Dans le monde du travail, l’apprenti n’est pas un « salarié au rabais ». Lorsque l’employeur manque gravement à ses obligations – formation effective, sécurité, paiement du salaire, respect des horaires, etc. – l’apprenti peut prendre acte de la rupture : il rompt immédiatement le contrat et demande ensuite au conseil de prud’hommes de constater que la rupture s’analyse en licenciement sans cause réelle et sérieuse. Si les griefs sont prouvés et suffisamment graves, il obtient : salaires jusqu’au terme normal du contrat, indemnité pour licenciement injustifié, dommages‑intérêts, voire garantie AGS si l’entreprise est en difficulté. Dans le cas contraire, la prise d’acte est requalifiée en démission.

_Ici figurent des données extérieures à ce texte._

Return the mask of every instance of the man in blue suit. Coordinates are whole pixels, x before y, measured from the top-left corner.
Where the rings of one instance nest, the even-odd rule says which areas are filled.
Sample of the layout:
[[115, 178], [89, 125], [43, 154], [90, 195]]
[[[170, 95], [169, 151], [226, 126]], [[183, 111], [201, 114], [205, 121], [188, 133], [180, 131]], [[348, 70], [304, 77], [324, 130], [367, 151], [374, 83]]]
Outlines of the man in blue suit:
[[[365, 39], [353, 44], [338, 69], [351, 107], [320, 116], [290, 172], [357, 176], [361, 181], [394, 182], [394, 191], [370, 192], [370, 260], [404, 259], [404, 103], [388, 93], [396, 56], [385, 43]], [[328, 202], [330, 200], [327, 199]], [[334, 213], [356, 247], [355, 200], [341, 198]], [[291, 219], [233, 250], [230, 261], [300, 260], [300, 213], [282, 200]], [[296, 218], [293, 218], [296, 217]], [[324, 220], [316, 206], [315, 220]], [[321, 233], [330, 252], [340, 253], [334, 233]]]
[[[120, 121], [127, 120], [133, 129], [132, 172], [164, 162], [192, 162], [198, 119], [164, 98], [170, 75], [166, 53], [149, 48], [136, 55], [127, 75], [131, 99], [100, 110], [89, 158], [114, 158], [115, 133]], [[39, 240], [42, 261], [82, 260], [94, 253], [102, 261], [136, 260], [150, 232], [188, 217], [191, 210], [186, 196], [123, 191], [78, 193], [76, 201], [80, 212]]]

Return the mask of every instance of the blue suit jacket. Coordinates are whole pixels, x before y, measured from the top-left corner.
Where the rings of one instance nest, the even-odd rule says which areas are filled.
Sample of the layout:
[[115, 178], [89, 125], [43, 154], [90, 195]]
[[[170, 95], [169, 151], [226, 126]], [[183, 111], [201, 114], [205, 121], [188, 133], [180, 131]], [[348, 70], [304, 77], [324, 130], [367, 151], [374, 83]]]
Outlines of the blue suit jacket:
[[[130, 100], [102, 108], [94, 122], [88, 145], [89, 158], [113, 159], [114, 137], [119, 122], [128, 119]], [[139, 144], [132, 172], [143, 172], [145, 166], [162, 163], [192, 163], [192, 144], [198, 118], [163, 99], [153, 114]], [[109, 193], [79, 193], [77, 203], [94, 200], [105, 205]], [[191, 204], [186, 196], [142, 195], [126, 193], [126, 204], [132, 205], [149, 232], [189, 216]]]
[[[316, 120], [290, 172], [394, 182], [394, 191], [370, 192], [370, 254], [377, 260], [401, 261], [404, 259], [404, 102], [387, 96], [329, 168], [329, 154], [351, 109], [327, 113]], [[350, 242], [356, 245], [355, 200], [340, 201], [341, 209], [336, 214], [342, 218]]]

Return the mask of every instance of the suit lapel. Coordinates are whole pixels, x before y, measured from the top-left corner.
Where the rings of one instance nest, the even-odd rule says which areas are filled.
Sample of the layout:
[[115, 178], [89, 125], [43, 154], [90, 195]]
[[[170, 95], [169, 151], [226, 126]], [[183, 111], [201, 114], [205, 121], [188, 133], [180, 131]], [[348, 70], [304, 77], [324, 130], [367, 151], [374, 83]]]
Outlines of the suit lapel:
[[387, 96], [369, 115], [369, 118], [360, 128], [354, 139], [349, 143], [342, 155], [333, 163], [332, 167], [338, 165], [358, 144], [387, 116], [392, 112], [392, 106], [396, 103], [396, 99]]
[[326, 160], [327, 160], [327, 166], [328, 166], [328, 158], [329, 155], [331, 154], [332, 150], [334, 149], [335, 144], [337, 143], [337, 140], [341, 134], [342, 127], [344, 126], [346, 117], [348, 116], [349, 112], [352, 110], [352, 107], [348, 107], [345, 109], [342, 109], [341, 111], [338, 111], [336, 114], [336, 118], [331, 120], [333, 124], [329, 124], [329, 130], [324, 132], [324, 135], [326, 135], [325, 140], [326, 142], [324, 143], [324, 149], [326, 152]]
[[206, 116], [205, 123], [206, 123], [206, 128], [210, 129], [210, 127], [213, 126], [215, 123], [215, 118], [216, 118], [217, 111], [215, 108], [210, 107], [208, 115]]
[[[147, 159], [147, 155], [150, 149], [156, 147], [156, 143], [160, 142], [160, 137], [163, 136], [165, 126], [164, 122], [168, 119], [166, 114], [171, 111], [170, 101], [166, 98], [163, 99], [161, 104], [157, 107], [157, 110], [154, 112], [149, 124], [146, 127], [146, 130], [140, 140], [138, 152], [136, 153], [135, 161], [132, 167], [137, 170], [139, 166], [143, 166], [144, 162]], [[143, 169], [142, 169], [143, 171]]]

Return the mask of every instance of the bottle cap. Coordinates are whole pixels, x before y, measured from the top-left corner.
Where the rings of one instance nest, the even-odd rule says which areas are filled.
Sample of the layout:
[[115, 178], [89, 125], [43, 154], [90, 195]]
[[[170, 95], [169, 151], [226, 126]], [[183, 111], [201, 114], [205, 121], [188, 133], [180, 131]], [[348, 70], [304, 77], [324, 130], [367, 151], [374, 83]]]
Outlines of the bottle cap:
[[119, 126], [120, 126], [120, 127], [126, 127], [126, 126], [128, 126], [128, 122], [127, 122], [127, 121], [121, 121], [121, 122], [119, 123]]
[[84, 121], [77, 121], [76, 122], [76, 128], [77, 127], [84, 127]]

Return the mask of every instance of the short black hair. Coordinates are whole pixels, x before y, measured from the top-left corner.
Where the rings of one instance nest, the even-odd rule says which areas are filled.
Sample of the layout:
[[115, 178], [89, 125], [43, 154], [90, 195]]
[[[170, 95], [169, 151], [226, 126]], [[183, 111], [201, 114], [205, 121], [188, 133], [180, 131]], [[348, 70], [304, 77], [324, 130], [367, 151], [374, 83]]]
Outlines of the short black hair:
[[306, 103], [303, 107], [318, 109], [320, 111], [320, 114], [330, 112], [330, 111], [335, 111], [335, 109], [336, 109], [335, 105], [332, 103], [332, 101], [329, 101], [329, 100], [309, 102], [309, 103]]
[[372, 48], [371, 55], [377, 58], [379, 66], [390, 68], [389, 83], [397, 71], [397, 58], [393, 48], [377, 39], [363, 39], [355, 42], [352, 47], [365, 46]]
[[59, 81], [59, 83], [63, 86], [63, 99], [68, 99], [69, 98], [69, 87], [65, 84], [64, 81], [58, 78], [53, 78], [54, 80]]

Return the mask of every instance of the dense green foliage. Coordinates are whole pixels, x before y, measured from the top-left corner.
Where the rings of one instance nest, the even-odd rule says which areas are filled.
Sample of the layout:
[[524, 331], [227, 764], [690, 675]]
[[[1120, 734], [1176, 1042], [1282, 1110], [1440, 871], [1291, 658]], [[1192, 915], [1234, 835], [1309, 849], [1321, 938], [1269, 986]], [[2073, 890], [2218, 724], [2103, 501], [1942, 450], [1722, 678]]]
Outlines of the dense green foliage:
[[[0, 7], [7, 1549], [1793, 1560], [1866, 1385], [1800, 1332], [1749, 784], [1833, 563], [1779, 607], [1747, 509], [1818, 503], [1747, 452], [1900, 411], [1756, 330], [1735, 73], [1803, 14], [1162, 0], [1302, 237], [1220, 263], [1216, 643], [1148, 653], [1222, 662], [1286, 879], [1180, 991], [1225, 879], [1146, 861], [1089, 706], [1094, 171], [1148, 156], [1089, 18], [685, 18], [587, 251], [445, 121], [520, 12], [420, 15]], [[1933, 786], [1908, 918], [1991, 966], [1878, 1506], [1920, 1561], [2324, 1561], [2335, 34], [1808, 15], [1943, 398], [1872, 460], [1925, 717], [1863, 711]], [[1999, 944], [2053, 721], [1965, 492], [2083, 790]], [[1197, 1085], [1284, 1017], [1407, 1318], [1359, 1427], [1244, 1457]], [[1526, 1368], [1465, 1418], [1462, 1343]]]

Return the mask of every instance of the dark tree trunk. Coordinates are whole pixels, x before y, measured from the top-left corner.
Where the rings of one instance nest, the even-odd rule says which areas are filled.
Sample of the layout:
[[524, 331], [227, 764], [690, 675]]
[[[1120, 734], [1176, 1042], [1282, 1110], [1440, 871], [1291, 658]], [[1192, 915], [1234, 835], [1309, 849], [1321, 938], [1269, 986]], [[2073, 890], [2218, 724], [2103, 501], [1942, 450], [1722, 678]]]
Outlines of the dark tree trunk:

Pourquoi (et quand) prendre acte ?
La prise d’acte est un ultime recours : elle suppose que les manquements de l’employeur rendent impossible toute poursuite du contrat malgré la médiation obligatoire (depuis la réforme 2018) et les démarches internes. Elle se matérialise par une lettre recommandée détaillant les griefs ; la date de réception vaut rupture.
Exemples de manquements reconnus par les Cours d’appel
- Absence totale de formation ou de maître d’apprentissage : l’apprentie, laissée sans encadrement et menacée de licenciement, voit sa prise d’acte requalifiée en licenciement sans cause réelle et sérieuse (CA Montpellier, 27 mai 2025).
- Harcèlement moral et pressions quotidiennes : reproches constants, mise à l’écart, menaces ; la cour confirme la prise d’acte et condamne l’employeur (CA Pau, 20 juin 2024).
- Heures supplémentaires non payées, dépassement des durées maximales : travail régulier au‑delà de 40 h, fiches de paie incomplètes ; la prise d’acte est justifiée (CA Toulouse, 10 janv. 2025, puis CA Aix‑en‑Provence, 14 mars 2025).
- Retard chronique de salaire et documents de fin de contrat manquants : versements tardifs, absence d’attestation Pôle emploi ; le juge assimile la prise d’acte à un licenciement (CA Saint‑Denis de La Réunion, 17 oct. 2024).
- Classification erronée et rémunération sous‑évaluée : chef de chantier payé comme chef d’équipe, heures de repos non prises ; la cour accorde rappels de salaire et indemnités (CA Grenoble, 10 fév. 2022).
- Manquements à la santé/sécurité ou discrimination liée à l’état de santé : absence de visite médicale, sanctions après arrêts maladie ; la prise d’acte produit les effets d’un licenciement nul ou sans cause réelle et sérieuse (CA Lyon, 10 janv. 2025 et CA Aix‑en‑Provence, 2 févr. 2024).
Comment préparer une prise d’acte
Idéalement, faites vous accompagner pour ces démarches dès le départ par un avocat. La procédure étant loin d’être simple et se terminera nécessairement par un procès en Justice :
- Faites constater les manquements (mails, attestations, plannings, feuilles de paie, rapports CFA, certificats médicaux).
- Saisissez d’abord le médiateur de l’apprentissage (obligatoire au‑delà des 45 premiers jours) ; conservez l’accusé de réception.
- Rédigez la lettre de prise d’acte : date, contexte, faits précis, articles invoqués. Envoyez‑la en LRAR.
- Saisissez le conseil de prud’hommes sous 12 mois : joignez un chiffrage détaillé (salaires restants, indemnités « barème Macron », congés, dommages‑intérêts, article 700).
Effets juridiques possibles
Si le Conseil de prud’hommes reconnaît que la prise d’acte est justifiée, l’apprenti percevra une indemnité pour licenciement injustifié, indemnité de préavis, indemnité de licenciement ou indemnité spécifique article L 1235‑3‑1 C. trav.
Dans la situation contraire, la prise d’acte sera qualifiée de démission : aucune indemnité et aucune prise en charge par le Pôle emploi. Il s’agit donc d’une procédure risquée.